That’s where Siakam comes in.

We know the Raptors have stars in Kawhi Leonard and Kyle Lowry. We know what to expect, roughly, from Jonas Valanciunas and Serge Ibaka. So who will the X-factor be? Will it be steady veterans like Danny Green and C.J. Miles? Or will it, more unpredictably, come from the Raptors homegrown young talent?

If you’ve been reading these previews, you’ve seen the valid concerns about Delon Wright’s health and the potential for OG Anunoby to hit a sophomore slump. Siakam has neither of these concerns. An athletic freak who played 81 games last season, he emerged as a key bench piece as the season went on. Some more casual fans might be surprised to hear that he averaged 20.7 minutes per game during the regular season, finishing a hair below Wright for fifth most on the team.

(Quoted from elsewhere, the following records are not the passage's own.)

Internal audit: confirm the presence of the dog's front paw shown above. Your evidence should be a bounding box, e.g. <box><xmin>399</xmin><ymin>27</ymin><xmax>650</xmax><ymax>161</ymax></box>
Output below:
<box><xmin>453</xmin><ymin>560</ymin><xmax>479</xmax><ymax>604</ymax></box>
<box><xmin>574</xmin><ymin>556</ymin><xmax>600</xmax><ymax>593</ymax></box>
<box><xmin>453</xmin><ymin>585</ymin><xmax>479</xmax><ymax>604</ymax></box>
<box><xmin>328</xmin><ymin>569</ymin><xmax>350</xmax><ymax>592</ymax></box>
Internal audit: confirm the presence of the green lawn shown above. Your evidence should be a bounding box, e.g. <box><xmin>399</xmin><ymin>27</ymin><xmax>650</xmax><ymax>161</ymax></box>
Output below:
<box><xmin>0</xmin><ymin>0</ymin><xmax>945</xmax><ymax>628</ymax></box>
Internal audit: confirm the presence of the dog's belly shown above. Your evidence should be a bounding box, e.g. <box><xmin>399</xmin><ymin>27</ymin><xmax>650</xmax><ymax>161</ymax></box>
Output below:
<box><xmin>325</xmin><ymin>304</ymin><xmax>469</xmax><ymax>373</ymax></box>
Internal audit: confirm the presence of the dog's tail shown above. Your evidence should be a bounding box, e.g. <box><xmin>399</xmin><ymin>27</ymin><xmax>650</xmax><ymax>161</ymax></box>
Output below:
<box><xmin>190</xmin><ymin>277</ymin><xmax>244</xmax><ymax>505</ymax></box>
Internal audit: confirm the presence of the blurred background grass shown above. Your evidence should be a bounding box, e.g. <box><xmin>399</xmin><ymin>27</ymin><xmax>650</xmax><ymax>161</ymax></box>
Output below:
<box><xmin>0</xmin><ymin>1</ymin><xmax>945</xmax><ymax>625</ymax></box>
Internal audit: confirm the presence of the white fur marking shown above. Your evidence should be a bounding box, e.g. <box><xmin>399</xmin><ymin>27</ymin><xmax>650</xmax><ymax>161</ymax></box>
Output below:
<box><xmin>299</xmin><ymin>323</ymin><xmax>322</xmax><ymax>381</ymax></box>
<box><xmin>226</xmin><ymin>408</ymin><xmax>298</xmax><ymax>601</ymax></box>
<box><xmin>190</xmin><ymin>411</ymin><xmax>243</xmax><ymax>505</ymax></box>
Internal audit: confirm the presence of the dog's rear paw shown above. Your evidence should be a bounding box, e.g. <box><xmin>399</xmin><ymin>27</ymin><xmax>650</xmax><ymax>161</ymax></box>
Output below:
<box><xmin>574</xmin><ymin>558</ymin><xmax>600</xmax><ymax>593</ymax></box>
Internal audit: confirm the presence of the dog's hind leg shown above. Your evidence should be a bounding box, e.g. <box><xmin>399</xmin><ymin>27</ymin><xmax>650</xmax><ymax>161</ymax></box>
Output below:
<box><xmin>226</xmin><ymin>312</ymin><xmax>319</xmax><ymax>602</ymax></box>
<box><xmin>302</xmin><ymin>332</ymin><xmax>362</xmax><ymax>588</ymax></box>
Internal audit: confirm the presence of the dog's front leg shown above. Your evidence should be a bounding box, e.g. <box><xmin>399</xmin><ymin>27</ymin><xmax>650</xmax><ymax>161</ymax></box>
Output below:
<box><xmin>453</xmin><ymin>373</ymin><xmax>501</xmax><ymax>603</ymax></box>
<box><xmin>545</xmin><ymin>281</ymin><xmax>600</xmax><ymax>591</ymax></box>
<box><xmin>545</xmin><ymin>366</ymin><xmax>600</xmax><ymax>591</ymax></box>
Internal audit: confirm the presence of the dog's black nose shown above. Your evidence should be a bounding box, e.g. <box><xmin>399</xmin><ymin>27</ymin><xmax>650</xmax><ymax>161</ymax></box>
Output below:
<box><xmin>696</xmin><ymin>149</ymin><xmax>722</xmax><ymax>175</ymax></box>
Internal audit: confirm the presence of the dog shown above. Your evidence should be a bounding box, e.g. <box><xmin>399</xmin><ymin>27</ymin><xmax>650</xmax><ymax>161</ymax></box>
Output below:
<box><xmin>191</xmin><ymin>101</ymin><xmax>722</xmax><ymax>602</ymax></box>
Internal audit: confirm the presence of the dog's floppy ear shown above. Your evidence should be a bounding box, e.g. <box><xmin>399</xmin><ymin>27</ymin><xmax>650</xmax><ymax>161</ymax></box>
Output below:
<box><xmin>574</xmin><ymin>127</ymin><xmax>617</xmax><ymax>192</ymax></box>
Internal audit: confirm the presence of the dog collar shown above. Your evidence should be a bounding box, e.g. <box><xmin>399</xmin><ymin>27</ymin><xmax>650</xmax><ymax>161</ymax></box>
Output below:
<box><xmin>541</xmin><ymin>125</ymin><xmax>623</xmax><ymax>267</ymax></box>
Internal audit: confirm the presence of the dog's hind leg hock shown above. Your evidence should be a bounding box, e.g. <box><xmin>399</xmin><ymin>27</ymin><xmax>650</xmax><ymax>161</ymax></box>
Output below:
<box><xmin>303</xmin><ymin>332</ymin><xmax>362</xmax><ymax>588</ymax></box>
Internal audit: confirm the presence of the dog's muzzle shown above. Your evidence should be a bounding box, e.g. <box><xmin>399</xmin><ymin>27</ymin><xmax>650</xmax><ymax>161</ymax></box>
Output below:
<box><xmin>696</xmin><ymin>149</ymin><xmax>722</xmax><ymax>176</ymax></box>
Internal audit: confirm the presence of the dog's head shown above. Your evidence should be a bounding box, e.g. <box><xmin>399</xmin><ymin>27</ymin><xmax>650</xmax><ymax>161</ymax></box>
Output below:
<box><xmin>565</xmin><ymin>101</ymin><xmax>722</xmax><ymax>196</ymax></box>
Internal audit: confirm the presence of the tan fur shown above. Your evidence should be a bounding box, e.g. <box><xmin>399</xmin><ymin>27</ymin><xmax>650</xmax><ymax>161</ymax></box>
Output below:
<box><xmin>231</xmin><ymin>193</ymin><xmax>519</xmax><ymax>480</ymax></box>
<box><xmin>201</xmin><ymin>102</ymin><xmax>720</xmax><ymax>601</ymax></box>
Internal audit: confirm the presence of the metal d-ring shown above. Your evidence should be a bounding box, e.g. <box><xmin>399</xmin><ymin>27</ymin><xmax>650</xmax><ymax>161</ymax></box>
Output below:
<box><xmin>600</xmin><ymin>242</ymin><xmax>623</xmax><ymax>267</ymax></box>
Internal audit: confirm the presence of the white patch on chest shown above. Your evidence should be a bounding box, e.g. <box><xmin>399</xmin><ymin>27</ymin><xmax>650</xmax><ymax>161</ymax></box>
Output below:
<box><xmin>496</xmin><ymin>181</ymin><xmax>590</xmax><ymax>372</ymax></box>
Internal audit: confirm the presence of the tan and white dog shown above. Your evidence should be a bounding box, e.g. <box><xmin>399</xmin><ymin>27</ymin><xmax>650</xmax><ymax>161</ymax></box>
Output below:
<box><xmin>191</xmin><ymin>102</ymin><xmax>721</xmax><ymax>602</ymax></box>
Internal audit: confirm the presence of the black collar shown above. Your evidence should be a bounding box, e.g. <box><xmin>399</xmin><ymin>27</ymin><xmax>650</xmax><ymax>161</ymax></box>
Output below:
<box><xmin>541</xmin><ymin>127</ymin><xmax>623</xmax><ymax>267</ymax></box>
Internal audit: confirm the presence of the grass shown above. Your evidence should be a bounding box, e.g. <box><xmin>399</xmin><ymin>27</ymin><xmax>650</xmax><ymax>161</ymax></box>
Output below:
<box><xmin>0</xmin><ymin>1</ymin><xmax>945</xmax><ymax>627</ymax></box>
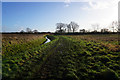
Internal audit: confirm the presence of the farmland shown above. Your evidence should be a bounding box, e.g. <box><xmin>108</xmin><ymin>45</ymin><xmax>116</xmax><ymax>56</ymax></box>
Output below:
<box><xmin>2</xmin><ymin>34</ymin><xmax>120</xmax><ymax>80</ymax></box>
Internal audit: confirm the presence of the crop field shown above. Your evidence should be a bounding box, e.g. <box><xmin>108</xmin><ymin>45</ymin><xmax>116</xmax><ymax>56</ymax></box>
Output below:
<box><xmin>2</xmin><ymin>34</ymin><xmax>120</xmax><ymax>80</ymax></box>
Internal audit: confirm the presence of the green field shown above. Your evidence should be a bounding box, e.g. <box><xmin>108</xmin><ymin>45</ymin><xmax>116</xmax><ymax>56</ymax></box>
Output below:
<box><xmin>2</xmin><ymin>34</ymin><xmax>120</xmax><ymax>80</ymax></box>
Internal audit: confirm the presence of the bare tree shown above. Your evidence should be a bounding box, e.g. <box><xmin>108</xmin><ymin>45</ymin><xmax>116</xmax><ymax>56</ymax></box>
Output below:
<box><xmin>67</xmin><ymin>24</ymin><xmax>72</xmax><ymax>33</ymax></box>
<box><xmin>92</xmin><ymin>24</ymin><xmax>99</xmax><ymax>32</ymax></box>
<box><xmin>20</xmin><ymin>30</ymin><xmax>24</xmax><ymax>33</ymax></box>
<box><xmin>33</xmin><ymin>30</ymin><xmax>38</xmax><ymax>33</ymax></box>
<box><xmin>70</xmin><ymin>21</ymin><xmax>79</xmax><ymax>33</ymax></box>
<box><xmin>56</xmin><ymin>23</ymin><xmax>66</xmax><ymax>33</ymax></box>
<box><xmin>26</xmin><ymin>28</ymin><xmax>32</xmax><ymax>33</ymax></box>
<box><xmin>111</xmin><ymin>21</ymin><xmax>118</xmax><ymax>32</ymax></box>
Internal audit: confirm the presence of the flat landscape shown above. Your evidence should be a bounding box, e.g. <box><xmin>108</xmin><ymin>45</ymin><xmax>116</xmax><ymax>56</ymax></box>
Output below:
<box><xmin>2</xmin><ymin>34</ymin><xmax>120</xmax><ymax>80</ymax></box>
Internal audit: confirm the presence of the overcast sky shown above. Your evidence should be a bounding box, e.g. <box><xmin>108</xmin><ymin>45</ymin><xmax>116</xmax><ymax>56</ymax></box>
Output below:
<box><xmin>2</xmin><ymin>0</ymin><xmax>119</xmax><ymax>32</ymax></box>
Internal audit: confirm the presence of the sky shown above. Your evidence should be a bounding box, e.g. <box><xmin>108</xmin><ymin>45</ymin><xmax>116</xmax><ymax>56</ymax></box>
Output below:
<box><xmin>2</xmin><ymin>0</ymin><xmax>119</xmax><ymax>32</ymax></box>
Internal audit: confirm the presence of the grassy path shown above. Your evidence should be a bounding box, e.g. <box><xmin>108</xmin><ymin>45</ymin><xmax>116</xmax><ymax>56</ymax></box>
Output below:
<box><xmin>4</xmin><ymin>35</ymin><xmax>120</xmax><ymax>80</ymax></box>
<box><xmin>34</xmin><ymin>36</ymin><xmax>119</xmax><ymax>80</ymax></box>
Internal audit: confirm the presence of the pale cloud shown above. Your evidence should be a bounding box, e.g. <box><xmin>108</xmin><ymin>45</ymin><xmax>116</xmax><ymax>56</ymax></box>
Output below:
<box><xmin>82</xmin><ymin>0</ymin><xmax>119</xmax><ymax>10</ymax></box>
<box><xmin>64</xmin><ymin>0</ymin><xmax>71</xmax><ymax>7</ymax></box>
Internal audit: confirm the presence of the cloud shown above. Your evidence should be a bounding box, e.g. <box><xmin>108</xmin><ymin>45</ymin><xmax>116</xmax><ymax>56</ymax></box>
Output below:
<box><xmin>82</xmin><ymin>0</ymin><xmax>119</xmax><ymax>10</ymax></box>
<box><xmin>64</xmin><ymin>0</ymin><xmax>71</xmax><ymax>7</ymax></box>
<box><xmin>65</xmin><ymin>4</ymin><xmax>70</xmax><ymax>7</ymax></box>
<box><xmin>64</xmin><ymin>0</ymin><xmax>71</xmax><ymax>4</ymax></box>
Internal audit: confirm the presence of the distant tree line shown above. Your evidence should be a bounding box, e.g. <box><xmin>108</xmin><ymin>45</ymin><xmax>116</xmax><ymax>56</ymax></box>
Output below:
<box><xmin>55</xmin><ymin>21</ymin><xmax>120</xmax><ymax>33</ymax></box>
<box><xmin>56</xmin><ymin>21</ymin><xmax>79</xmax><ymax>33</ymax></box>
<box><xmin>20</xmin><ymin>28</ymin><xmax>38</xmax><ymax>33</ymax></box>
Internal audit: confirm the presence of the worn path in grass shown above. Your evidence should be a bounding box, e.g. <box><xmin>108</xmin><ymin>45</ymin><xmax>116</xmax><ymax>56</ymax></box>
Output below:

He showed massive improvement from his rookie season, when he was forced into starting 38 games, due to a black hole at the power forward position that would later be filled by Ibaka and P.J. Tucker. A much more ready Siakam entered last season as a question mark and exited it as a fan favourite because of his exciting style of play. Siakam is a worker through-and-through, playing with elite speed and unrelenting hustle that at times covered up for an as-yet unpolished offensive game.

The issue for Siakam is that because of his inability to stretch the floor effectively, his minutes were tightened to 17.9 per game during the playoffs, right on the fringe of the rotation. Miles and Anunoby both saw their time increase significantly, while Siakam was used relatively sparingly versus Washington and padded his overall minutes with plenty of garbage time in the Cleveland series. His limited offensive arsenal and sometimes questionable decision-making on defense (a team-wide affliction in the post-season) rendered him an afterthought, which sullied a strong sophomore campaign — the turd in the punch-bowl, as it were, though hardly an unexpected misstep for a young player.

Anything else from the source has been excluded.